Sgt. Josh Nolder spent his Tuesday evening differently than usual; handing out junior police officer stickers, checking off scavenger hunt maps and smiling for selfies with kids.
It was Mountain View’s annual National Night Out block party, part of a nationwide campaign to promote police-community partnerships. Nolder, the new head of the Anchorage Police Department’s Community Action Policing (CAP) team, stood in the parking lot at New Hope Baptist Church and said the neighborhood event was an important way to stay connected.
“Really, we want to build relationships with the community and show that we are part of the community,” the sergeant said. “For me, this is where I grew up – I grew up in Anchorage.”
But finding the time to build strong relationships between members of the force and the streets they serve can be tricky. The department is deeply understaffed, according to the APD employees’ association and a 2010 study by the Police Executive Research Forum, and the shortage ripples through the department and into Anchorage neighborhoods.
“We’d really like to have enough officers that we could be proactive in the community, and make connections with people, and show them that we’re not just here to show up with lights and sirens and take people away in handcuffs,” Nolder said.
The National Night Out festivities give officers a chance to show off another side of the department, the sergeant said.
Sitting in the shade behind the church Tuesday evening, Lorenzo G. said he brought his family to the block party to enjoy a fun night out. After growing up in East Anchorage, he said he’s seen a definite change in the neighborhood over the years. It feels safer now, he said. It helps when uniformed police officers show up to hand out stickers to kids at a summer block party.
“You know how people grow up – everybody has that in their head that cops are bad, cops are gonna stop you from doing things, they’re gonna do this to you, they’re gonna do that to you, and really they’re just out here doing their job, just like everybody else is out here doing theirs,” he said. “I think it’s good that they have stuff going on like this, where they have the cops interact with everybody.”
At the block party, Lorenzo saw kids from his own neighborhood and people he grew up with.
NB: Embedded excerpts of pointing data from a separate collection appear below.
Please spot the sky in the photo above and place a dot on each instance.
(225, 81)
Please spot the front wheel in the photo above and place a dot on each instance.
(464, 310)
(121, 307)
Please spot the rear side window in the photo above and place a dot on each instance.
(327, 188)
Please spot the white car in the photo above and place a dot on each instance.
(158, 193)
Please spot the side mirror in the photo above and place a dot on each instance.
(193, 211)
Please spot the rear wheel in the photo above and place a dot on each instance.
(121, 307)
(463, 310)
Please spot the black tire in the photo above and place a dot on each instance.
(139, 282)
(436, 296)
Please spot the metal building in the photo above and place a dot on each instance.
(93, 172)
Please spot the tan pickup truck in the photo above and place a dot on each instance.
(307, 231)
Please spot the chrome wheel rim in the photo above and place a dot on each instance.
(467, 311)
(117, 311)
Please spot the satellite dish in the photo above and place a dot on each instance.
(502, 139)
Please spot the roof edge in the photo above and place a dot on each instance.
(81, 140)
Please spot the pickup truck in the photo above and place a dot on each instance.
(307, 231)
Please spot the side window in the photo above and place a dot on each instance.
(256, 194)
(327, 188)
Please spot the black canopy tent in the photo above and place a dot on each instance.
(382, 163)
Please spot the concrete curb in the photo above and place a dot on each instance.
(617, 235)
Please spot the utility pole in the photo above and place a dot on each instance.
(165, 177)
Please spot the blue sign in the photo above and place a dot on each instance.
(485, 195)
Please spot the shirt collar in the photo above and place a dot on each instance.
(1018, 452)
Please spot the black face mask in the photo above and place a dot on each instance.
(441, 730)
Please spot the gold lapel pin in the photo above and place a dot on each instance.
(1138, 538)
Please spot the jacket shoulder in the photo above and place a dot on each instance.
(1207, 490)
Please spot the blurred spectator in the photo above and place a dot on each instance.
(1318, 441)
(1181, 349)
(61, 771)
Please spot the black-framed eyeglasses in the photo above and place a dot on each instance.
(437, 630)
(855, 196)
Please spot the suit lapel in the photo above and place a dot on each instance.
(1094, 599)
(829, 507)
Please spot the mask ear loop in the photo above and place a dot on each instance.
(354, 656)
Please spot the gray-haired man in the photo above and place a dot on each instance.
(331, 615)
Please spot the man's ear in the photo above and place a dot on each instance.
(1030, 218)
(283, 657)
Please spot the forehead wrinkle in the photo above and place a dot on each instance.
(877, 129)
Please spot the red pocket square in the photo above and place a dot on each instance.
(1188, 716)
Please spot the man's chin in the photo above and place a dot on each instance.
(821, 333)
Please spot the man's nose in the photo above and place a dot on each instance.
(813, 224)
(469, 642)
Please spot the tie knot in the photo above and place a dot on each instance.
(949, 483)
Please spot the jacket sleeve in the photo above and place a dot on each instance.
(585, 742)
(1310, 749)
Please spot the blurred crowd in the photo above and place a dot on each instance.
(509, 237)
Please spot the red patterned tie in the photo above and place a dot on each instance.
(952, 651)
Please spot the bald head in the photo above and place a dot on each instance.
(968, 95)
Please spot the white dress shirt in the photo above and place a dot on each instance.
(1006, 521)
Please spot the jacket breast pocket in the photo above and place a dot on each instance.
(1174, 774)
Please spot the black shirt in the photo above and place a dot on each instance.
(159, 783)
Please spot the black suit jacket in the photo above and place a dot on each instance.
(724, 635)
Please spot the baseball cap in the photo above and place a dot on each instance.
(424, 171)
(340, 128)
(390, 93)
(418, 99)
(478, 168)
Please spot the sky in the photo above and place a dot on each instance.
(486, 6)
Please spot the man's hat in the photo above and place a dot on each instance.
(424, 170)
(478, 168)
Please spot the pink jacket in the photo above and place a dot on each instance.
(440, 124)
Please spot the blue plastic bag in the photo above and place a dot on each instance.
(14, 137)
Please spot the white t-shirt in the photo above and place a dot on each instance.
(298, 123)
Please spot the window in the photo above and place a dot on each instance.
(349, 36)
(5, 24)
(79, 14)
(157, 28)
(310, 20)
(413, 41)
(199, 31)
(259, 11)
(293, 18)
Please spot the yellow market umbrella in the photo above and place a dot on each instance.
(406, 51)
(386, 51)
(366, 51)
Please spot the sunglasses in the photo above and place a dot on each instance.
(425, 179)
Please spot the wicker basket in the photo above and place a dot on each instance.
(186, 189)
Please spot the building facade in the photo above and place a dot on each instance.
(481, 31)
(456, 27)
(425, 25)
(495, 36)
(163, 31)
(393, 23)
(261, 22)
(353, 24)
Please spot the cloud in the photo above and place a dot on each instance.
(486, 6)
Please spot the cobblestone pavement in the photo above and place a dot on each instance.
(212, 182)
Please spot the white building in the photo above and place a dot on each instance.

Several hundred people came through over the course of the evening. It was good to have a place where a community could get together and enjoy a summer evening, he said. It was good to have a place where kids could come and play and eat a hamburger and listen to music with their friends in the sunshine. He wished it happened more often.
“Growing up here, it was so boring,” Lorenzo said. “So we got in trouble, we did stuff we weren’t supposed to do: Like I used to go out at night just to get chased by the cops, ‘cause I knew that it was curfew time.”
He wants things to be different for his own kids. Sgt. Nolder, who graduated from East High School, said he wants things to be different, too.
“We really want to make the community better through partnerships,” he said. “We just need more people to do it.”